There are leaders who are obsessed with Americanizing every student who attends school in the U.S. with a range of English only dictums that are limiting the experience base of our kids.
Further, the federal Department of Education, and many state-wide Superintendents of Public Instruction and Commissioners of Education, are leaders who have not spent enough time in schools to effectively address the issues. Would we ever support the nomination of a justice to the Supreme Court whose career was spent mostly as a dentist?

I was privileged to not only listen to the key note speaker at the 2007 NCSS ( National Conference for the Social Studies), Justice Sandra Day O'Connor, who advocated for major changes to NCLB, but I learned much about her commitment in supporting the teaching of Social Studies, Government and International Studies during our return flight to Arizona, where she was seated next to me!

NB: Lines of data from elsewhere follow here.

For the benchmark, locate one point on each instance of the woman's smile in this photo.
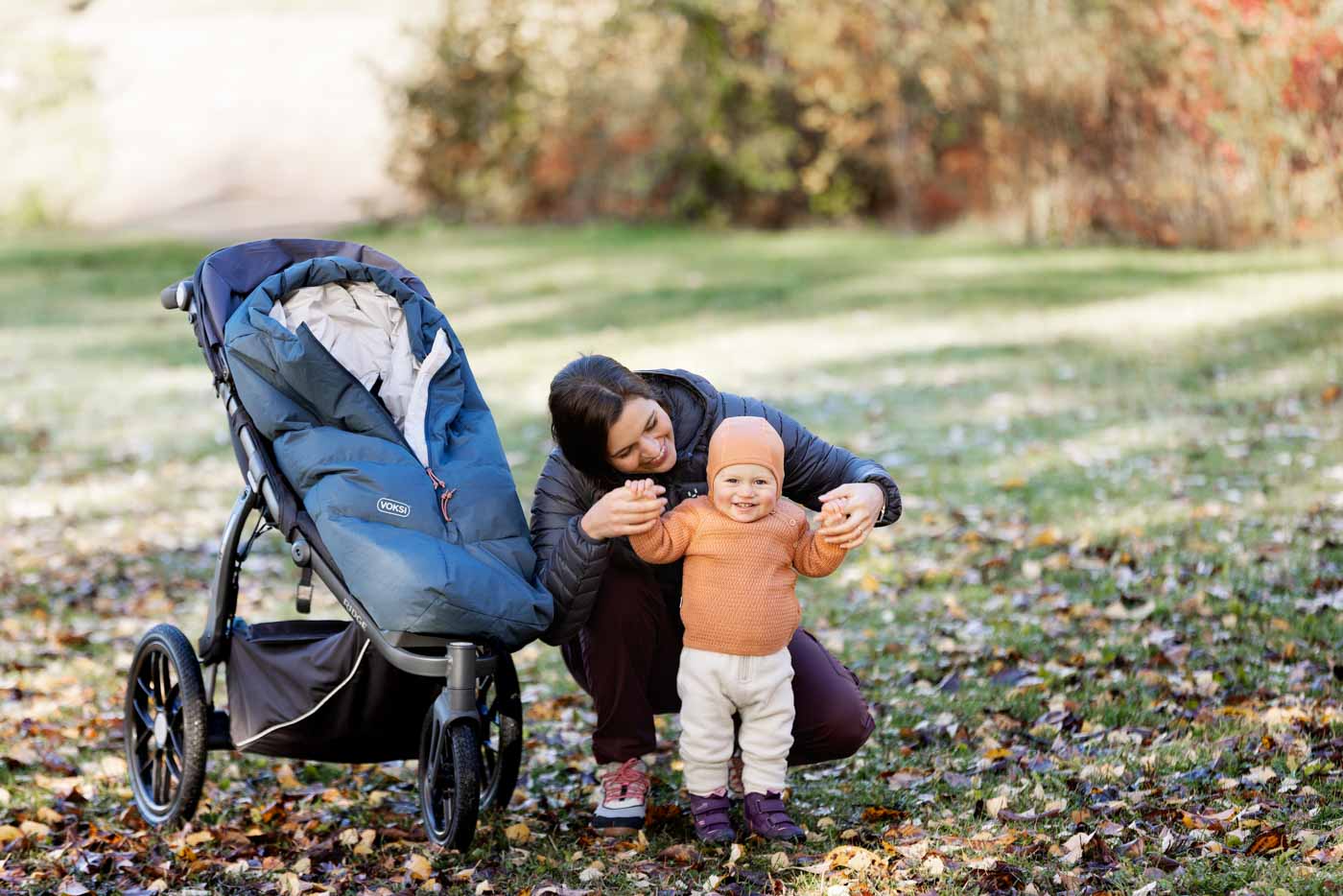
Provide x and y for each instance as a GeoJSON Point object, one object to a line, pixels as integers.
{"type": "Point", "coordinates": [640, 440]}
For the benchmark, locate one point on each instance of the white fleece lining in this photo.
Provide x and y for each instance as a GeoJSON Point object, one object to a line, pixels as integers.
{"type": "Point", "coordinates": [365, 329]}
{"type": "Point", "coordinates": [418, 403]}
{"type": "Point", "coordinates": [292, 721]}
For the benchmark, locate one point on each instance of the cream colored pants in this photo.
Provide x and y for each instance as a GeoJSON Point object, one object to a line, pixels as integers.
{"type": "Point", "coordinates": [712, 687]}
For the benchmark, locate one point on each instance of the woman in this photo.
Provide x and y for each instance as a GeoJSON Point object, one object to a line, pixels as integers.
{"type": "Point", "coordinates": [617, 618]}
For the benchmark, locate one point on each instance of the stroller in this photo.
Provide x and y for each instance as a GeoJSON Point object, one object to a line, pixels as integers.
{"type": "Point", "coordinates": [365, 440]}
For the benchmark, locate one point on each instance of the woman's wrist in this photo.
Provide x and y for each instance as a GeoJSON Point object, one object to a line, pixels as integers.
{"type": "Point", "coordinates": [586, 530]}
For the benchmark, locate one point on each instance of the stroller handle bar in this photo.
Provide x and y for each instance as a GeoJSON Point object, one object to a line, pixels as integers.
{"type": "Point", "coordinates": [177, 295]}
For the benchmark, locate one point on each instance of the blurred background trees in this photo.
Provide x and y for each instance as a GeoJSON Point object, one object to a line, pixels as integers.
{"type": "Point", "coordinates": [1168, 123]}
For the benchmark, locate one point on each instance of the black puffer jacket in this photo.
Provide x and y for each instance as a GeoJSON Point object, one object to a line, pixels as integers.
{"type": "Point", "coordinates": [571, 564]}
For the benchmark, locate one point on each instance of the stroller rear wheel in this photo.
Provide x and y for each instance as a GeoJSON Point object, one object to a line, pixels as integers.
{"type": "Point", "coordinates": [447, 781]}
{"type": "Point", "coordinates": [500, 703]}
{"type": "Point", "coordinates": [165, 727]}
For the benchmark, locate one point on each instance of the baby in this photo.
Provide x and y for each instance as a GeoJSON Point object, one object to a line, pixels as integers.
{"type": "Point", "coordinates": [742, 546]}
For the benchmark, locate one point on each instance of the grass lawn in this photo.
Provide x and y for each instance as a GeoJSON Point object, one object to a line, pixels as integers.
{"type": "Point", "coordinates": [1103, 648]}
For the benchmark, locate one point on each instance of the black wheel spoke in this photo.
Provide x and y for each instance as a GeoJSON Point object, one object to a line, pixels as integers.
{"type": "Point", "coordinates": [165, 685]}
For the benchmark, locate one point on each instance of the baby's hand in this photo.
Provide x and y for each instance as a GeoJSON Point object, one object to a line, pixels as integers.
{"type": "Point", "coordinates": [835, 510]}
{"type": "Point", "coordinates": [640, 488]}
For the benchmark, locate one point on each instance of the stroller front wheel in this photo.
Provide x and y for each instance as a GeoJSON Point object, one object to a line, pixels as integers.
{"type": "Point", "coordinates": [447, 782]}
{"type": "Point", "coordinates": [165, 727]}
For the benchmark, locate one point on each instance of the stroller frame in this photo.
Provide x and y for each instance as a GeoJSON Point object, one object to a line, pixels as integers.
{"type": "Point", "coordinates": [170, 715]}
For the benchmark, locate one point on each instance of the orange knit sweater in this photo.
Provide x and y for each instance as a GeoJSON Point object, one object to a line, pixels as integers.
{"type": "Point", "coordinates": [738, 591]}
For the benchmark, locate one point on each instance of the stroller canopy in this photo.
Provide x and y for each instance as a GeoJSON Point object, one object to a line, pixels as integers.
{"type": "Point", "coordinates": [375, 419]}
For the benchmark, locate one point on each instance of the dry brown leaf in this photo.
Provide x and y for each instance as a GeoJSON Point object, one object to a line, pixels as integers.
{"type": "Point", "coordinates": [1268, 841]}
{"type": "Point", "coordinates": [34, 829]}
{"type": "Point", "coordinates": [419, 866]}
{"type": "Point", "coordinates": [681, 853]}
{"type": "Point", "coordinates": [285, 778]}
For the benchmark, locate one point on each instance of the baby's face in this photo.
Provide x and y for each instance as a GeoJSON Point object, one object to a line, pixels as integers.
{"type": "Point", "coordinates": [745, 492]}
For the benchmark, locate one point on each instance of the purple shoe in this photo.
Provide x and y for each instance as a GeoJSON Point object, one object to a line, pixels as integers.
{"type": "Point", "coordinates": [767, 817]}
{"type": "Point", "coordinates": [711, 818]}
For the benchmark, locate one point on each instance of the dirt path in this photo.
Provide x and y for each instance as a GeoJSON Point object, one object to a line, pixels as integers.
{"type": "Point", "coordinates": [210, 120]}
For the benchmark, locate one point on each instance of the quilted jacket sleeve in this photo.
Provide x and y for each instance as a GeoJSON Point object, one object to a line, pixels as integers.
{"type": "Point", "coordinates": [570, 564]}
{"type": "Point", "coordinates": [812, 466]}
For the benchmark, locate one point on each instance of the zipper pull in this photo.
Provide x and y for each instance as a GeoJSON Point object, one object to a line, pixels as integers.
{"type": "Point", "coordinates": [445, 496]}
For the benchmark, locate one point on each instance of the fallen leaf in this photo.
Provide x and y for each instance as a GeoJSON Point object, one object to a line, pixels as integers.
{"type": "Point", "coordinates": [285, 778]}
{"type": "Point", "coordinates": [1268, 841]}
{"type": "Point", "coordinates": [419, 866]}
{"type": "Point", "coordinates": [681, 853]}
{"type": "Point", "coordinates": [34, 829]}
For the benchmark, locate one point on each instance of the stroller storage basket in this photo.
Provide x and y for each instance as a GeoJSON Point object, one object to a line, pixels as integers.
{"type": "Point", "coordinates": [315, 690]}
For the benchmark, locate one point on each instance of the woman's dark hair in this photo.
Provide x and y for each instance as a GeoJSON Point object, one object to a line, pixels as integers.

She wondered how our young people could aspire to careers in law, the legislature, or assume roles as active citizens in a democracy,if we scale down quality social studies teaching, reduce the discussions and ideas that were part and parcel of the framework of our democratic society, and limit teaching to 20 minutes twice a week.

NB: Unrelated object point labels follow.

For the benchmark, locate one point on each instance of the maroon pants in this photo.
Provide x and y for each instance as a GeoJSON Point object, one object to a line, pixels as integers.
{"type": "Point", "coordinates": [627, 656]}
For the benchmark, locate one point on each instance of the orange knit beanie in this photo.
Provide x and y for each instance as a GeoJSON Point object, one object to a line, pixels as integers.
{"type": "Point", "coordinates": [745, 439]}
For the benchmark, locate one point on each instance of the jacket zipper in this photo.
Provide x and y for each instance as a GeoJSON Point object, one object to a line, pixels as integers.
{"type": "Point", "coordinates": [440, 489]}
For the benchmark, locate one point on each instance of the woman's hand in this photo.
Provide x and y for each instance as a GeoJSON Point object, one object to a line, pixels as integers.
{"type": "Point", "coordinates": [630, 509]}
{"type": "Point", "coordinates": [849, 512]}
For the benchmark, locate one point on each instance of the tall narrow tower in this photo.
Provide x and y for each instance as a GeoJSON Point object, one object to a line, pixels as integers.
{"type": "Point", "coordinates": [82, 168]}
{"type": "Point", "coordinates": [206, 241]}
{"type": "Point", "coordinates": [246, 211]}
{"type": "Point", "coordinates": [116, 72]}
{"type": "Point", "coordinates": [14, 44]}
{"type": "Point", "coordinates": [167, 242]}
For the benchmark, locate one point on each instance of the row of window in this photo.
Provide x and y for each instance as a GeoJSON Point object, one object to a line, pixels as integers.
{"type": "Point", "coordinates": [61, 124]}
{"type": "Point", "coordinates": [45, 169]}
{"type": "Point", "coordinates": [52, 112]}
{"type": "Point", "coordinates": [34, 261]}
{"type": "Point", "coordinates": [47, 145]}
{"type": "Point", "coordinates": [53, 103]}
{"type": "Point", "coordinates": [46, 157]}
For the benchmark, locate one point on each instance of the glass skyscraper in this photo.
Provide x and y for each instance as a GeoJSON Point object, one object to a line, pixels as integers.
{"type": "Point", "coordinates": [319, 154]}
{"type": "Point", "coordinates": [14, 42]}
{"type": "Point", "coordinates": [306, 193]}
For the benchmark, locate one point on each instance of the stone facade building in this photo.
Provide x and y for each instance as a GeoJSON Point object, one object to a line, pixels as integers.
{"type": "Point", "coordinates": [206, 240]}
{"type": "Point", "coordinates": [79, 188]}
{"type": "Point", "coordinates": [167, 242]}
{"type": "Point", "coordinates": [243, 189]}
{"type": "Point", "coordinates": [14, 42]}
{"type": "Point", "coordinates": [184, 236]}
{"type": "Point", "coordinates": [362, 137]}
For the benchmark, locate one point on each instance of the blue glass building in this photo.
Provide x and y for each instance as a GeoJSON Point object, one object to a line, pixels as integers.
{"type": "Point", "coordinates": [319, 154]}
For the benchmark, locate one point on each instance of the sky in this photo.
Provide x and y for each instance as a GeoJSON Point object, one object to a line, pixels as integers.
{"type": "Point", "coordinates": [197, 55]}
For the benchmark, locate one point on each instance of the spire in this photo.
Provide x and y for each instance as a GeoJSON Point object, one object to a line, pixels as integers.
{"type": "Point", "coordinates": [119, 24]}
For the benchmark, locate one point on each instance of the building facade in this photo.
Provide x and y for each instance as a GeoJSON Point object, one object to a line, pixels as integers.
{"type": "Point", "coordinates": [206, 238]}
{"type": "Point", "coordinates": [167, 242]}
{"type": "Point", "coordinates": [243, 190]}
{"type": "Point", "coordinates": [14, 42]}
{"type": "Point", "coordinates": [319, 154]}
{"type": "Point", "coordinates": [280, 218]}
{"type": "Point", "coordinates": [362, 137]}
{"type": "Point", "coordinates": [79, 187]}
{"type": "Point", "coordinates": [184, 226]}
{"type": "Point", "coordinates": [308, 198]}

We have shifted like a vessel on a waterway with contrasting navigational signals. We have moved away from the very ideals of an experiential and integrated curriculum in a range of school settings around the country and have widened the divide as it relates to truly educating our young people, especially those in areas where immigration and low-socio-economic status populations are so closely tied to federal and state funding compliance.

I hope that we have not paid a long-range price for policies that will be difficult to recover from. Students, parents, teachers, administrators and those who advocate for a just and enriched public education for all have noted over the years, that what was once viewed as at least, 'getting all of our kids on the radar" through NCLB's AYP monitoring, has evolved into an often wasteful, time consuming, and monotonous series of requirements that reduce the discovery aspect of schooling.

There is much that needs to be done and perhaps voices of public outcry may echo in Georgia.

But, my hope is that people, like my mother, her voting senior friends in Connecticut and citizens around the country, will raise a united voice that critically examines and demands limits on the reauthorization of the high stakes nature of state tests, federal mandates that are often fraud with inconsistencies and abuse, and waste billions of dollars, that could be redirected for experiential learning, technological implementation and the removal of restraints on teachers whose desire and calling is to educate our future.